Temos vindo a dar continuidade ao objectivo de possibilitar o conhecimento da programação que se faz nos quatro municípios, com preços muito acessíveis através do cartão Quadrilátero Cultural [que dá descontos de 50% nos espetáculos dos quatro teatros municipais]. Mas será eventualmente necessário repensar esta questão.

Tornando a relação mais complementar ou concorrencial?
Concorrencial nunca. Eu acho que é sempre complementar, porque apesar de geograficamente os espaços estarem perto uns dos outros, os fluxos de público são complemente diferentes. Temos muitas vezes espetáculos que se reptem em duas ou três cidades e que têm público na mesma. Há uma relação orgânica e as estruturas estão atentas, têm consciência que há ali outras estruturas próximas e isso tem sido feito com sensatez.

Que novidades estão reservadas em termos de programação no futuro mais próximo?
A estratégia que estamos a tomar é ir preparando a programação para 2015, ano em que o Theatro Circo completa 100 anos. Os ciclos que estão a surgir vão ter uma maior visibilidade no próximo ano. Temos neste momento a correr o ciclo Famigerados Desbocados, que privilegia a música e a palavra e o ciclo “Clube da Luluzinha, menino não entra”, onde os artistas são mulheres, dando visibilidade à criação no feminino.

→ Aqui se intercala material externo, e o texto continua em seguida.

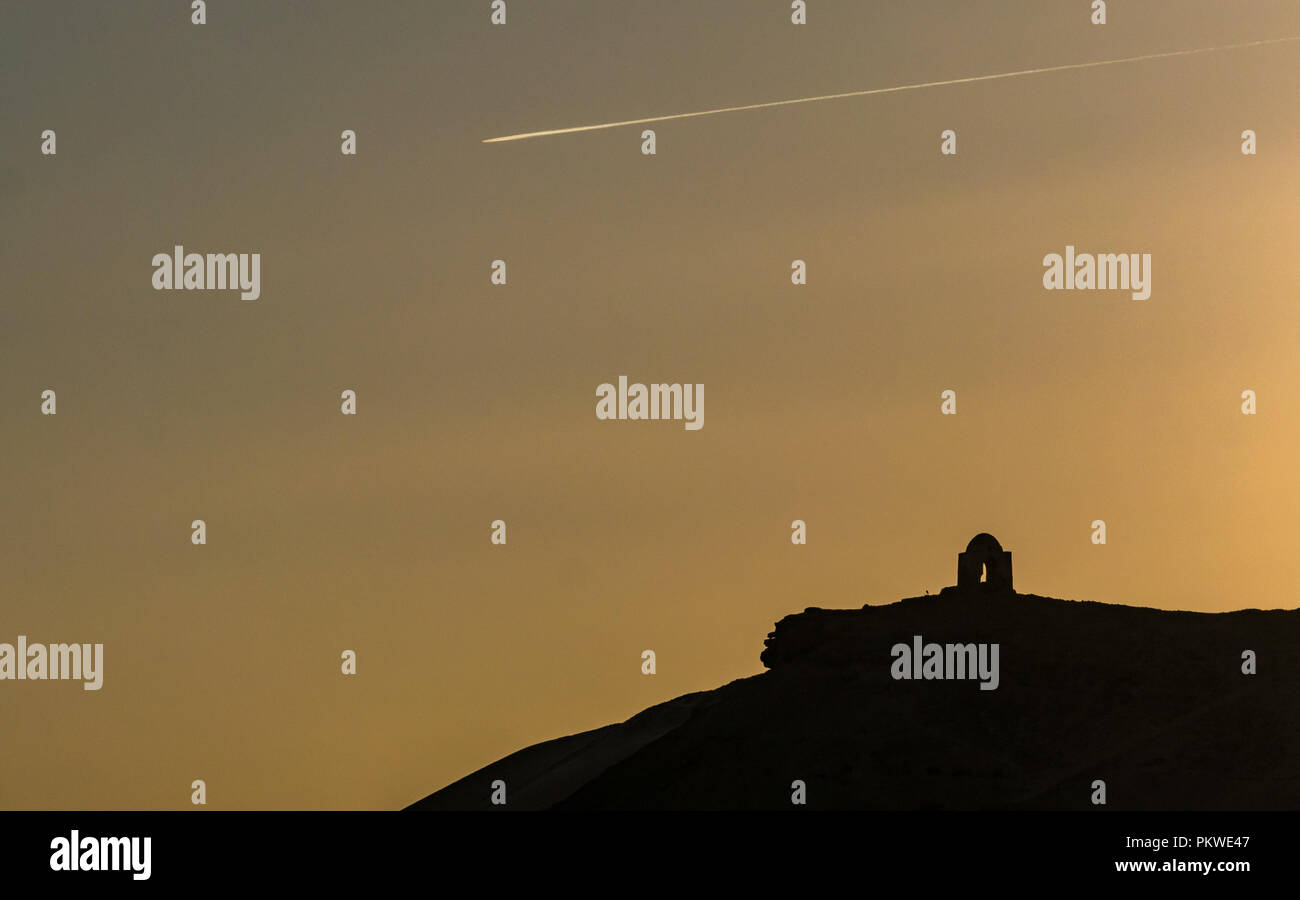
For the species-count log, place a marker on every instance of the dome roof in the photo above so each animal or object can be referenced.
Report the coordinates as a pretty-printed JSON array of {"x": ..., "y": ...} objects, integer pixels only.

A música vai continuar a ter o papel privilegiado que teve na sua primeira passagem por Braga?
Não. Quando o dr. Ricardo Rio [presidente da câmara] me fez o convite, uma das cosias que lhe disse é que não quero fazer aquilo que já fiz. Temos que ter um projecto diferente, apelativo, mas temos de ir num registo mais lento no que diz respeito à apresentação e construção dessa identidade. A dança vai ser uma das apostas fortes para 2015, com propostas quer a nível nacional quer internacional. Outra aposta será a questão do transgénero e do terceiro sexo e vamos ter ciclos de cine-concertos e um outo dedicado ao mal e ao Diabo, fazendo o contraponto ao facto de Braga ser um cidade com uma forte presença da religião. Qualquer um destes ciclos arranca em 2014 e vai crescer até 2015.